More than just MACHINES

A new mining equipment manufacturing and service centre for the Hunter Valley is aiding growth in the region.

The site will manufacture and service coal mining equipment.

Despite apparent turmoil gripping the global mining industry, Australia is still riding high on its resources and mining know-how.

Recognising the still high demand for Australian mining equipment, Valley Longwall International have taken a major step forward.

Valley Longwall International (VLI) have opened a new headquarters and service centre just outside of Newcastle, that will contribute an estimated to $150m to the local economy.

At the opening was the NSW minister for resources and energy Chris Hartcher, as well as members of local parliament, and a high level delegation from China's Taiyuan Mining Machinery Group Coal Machine Company (TMG), which is a major shareholder of VLI.

The new centre of excellence will supply specialised equipment and allied services to the coal mining industry, both here and overseas, predominately to China and the US.

The new centre will manufacture and service Australian-made mining equipment such as drift runners, drill rigs and jugs.

The site will be home to over 200 staff, with more than 12 research and development staff at the Beresfield site.

"The centre of excellence will provide a major boost to the local Newcastle economy and it will be our centre for developing new technology and driving safety improvements and training for our employees who work in the longwall coal mining industry," said VLI CEO Brett Lynch.

VLI, a majority Chinese-owned company, operates specialise in drilling, diesel and conveyor systems generating over $60 million in exports.

The NSW minister for resources and energy said the new centre signalled the growing trade ties between Australia and China. Previously the main trade between the Australian mining industry and China was essentially just ore, however now there is a growing focus on the additional skills that Australia's industry can bring particularly in terms of technology, safety, and experience.

"Up until now there has been a concern that Chinese investment was simply on raw materials but now we're seeing a new stage of Chinese investment.

This is exemplified in this centre, in resource enrichment and the development of ancillary industries to support the mining industry rather than simply mining itself," Hartcher told Australian Mining.

"It's very important and we would like to see it encouraged more and we want to see a far more mature relationship between our trade and China rather than simply 'we're the raw materials, we're the producer and you're the consumer.'

"This is now the start of a good two way trade."

However Lynch added that even though there is now a greater Chinese influence and stake in Valley Longwall's operations and focus "Australia will remain a home for VLI's research and development centres covering underground diesel equipment, drill rigs, and bulk materials handling equipment".
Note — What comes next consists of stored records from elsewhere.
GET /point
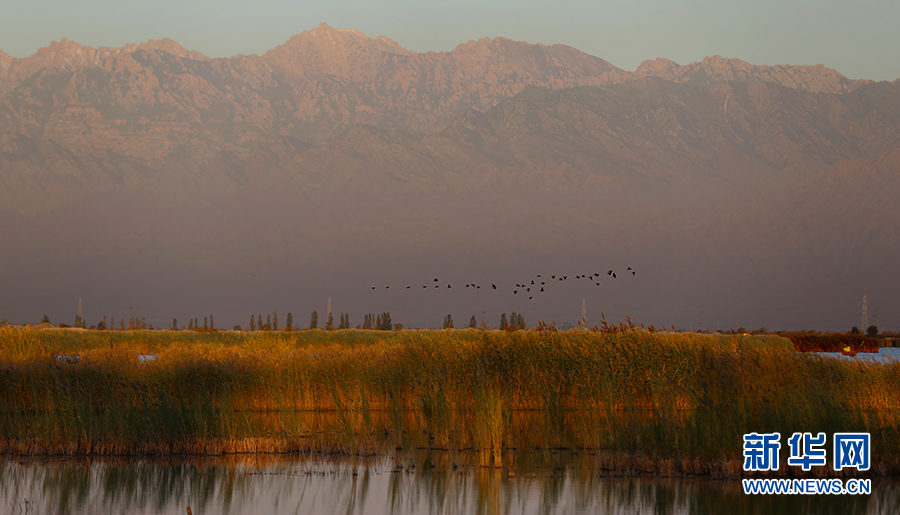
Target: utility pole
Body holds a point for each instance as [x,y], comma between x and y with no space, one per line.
[865,323]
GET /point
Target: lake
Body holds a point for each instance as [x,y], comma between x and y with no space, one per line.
[407,482]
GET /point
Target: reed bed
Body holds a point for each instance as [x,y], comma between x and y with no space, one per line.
[673,401]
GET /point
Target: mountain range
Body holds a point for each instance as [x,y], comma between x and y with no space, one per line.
[756,195]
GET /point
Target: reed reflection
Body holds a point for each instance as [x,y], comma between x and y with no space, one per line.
[404,482]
Hartcher said he expected the recent slump in the coal market to improve, and touted the new centre as proof investors had not lost confidence in the sector.
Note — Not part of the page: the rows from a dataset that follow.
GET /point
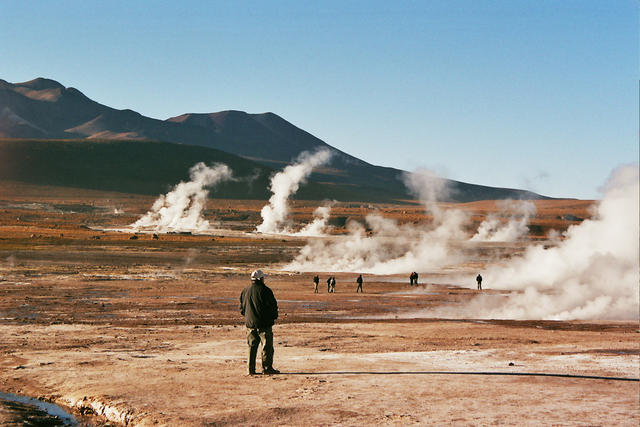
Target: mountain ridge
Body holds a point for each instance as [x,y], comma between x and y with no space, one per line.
[45,109]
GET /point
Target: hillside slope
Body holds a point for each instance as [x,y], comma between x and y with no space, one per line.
[45,109]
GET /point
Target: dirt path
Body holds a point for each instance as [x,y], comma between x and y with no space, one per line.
[146,332]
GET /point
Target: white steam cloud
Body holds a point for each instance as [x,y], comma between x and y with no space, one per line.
[319,226]
[275,215]
[591,274]
[385,246]
[494,230]
[181,208]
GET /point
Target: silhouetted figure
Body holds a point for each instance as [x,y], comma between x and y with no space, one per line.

"The mining industry is cyclical, it's essentially export orientated, we think the scene for the markets is still good, obviously it's not as good as it was, but there's also a need for mining for the domestic consumption so centres like this will always have an important place," he said.
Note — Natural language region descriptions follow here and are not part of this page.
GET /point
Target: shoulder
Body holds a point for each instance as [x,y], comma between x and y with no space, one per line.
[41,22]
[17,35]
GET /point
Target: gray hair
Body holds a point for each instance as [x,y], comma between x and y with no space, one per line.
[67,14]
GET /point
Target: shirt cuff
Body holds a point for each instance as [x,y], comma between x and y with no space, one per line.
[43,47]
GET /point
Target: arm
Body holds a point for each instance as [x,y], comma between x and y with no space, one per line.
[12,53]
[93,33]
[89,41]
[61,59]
"They may not be on such a high as they used to be, but we expect that high to return."

Lynch echoed this sentiment: "The industry will ebb and flow, but if we've got that quality base, that technical advantage, we will see the storms and troughs through.

"VLI is committed to delivering high quality, innovative solutions for all types of mining, transportation and bulk materials handling industries.

"That is why we have invested in developing this new Centre of Excellence," he stated.